疾病的准确诊断、治疗和预后是现代医学亟待解决的问题。通过研究人类蛋白质的信息,你可以识别差异表达的蛋白质。这些蛋白质是潜在的有趣的生物标志物,可用于准确诊断、预后或选择个体治疗,特别是癌症。这项研究的一个令人惊讶的发现是,我们只有相对较少的组织特异性蛋白质。几乎一半的蛋白质被归类为管家蛋白,在所有细胞中表达。人体中只有2300种蛋白质被确定为组织富集蛋白,这意味着它们在某些组织中的表达水平升高。由于高通量显微镜技术的进步,图像生成速度太快,无法进行人工评估。因此,自动化生物医学图像分析的需求与以往一样大,以加快对人类细胞和疾病的理解。
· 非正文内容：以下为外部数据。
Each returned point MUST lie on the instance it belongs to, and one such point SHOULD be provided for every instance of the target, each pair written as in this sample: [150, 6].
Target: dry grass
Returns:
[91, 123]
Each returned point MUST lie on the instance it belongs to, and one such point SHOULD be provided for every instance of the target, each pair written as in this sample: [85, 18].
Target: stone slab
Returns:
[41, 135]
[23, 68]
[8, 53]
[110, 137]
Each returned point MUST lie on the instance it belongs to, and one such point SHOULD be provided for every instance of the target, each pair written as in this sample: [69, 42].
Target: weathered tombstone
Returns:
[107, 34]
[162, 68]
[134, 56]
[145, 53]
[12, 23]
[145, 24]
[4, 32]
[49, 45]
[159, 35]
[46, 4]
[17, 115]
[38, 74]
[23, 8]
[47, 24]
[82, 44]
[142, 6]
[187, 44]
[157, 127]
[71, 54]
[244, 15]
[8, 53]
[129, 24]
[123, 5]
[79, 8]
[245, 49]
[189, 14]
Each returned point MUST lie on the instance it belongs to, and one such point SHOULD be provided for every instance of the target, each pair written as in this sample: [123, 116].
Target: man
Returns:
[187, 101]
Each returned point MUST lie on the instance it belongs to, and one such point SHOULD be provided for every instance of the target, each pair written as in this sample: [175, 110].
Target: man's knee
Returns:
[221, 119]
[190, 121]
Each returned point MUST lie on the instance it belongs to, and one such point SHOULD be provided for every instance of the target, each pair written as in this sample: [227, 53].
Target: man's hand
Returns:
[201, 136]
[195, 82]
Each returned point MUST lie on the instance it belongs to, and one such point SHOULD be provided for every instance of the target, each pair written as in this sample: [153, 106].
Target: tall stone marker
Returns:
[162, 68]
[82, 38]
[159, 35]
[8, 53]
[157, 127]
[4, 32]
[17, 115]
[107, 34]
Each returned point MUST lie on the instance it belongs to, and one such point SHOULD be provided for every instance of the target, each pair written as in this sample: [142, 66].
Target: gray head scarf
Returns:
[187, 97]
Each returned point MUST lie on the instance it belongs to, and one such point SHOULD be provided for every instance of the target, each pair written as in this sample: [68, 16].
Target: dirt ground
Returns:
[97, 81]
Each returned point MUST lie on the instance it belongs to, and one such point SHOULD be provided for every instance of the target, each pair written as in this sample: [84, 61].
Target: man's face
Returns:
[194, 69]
从历史上看,蛋白质的分类仅限于一种或多种细胞类型中的单个模式,但为了充分了解人类细胞的复杂性,模型必须根据许多不同的人类细胞对混合模式进行分类。阐述了医学研究中的图像分类问题。在这一领域,使用深度卷积神经网络的分类方法被积极使用。本文简要概述了类似研究的各种途径和方法。作为一个数据集,“人类蛋白质图谱”呈现了人类蛋白质组的组织图,经过11年的研究,于2014年完成。所有蛋白质表达谱数据都可以在交互式数据库中公开访问,从而实现基于组织的人类蛋白质组探索。对研究中所做的工作和使用的方法进行了分析。为了解决这一问题,提出了考虑域和待研究样本特征的深度神经网络模型。神经网络模型基于Inception-v3架构。优化过程包含几个快速收敛的调整组合:随机梯度下降与热重启(学习率计划探索不同的局部最小值),渐进图像调整大小(训练从小分辨率开始,依次增加每个SGDR周期)。提出了一种新的F1测度阈值选择方法。开发的模型可用于创建集成到智能显微镜医疗系统的仪器,以从高性能图像中确定蛋白质的位置。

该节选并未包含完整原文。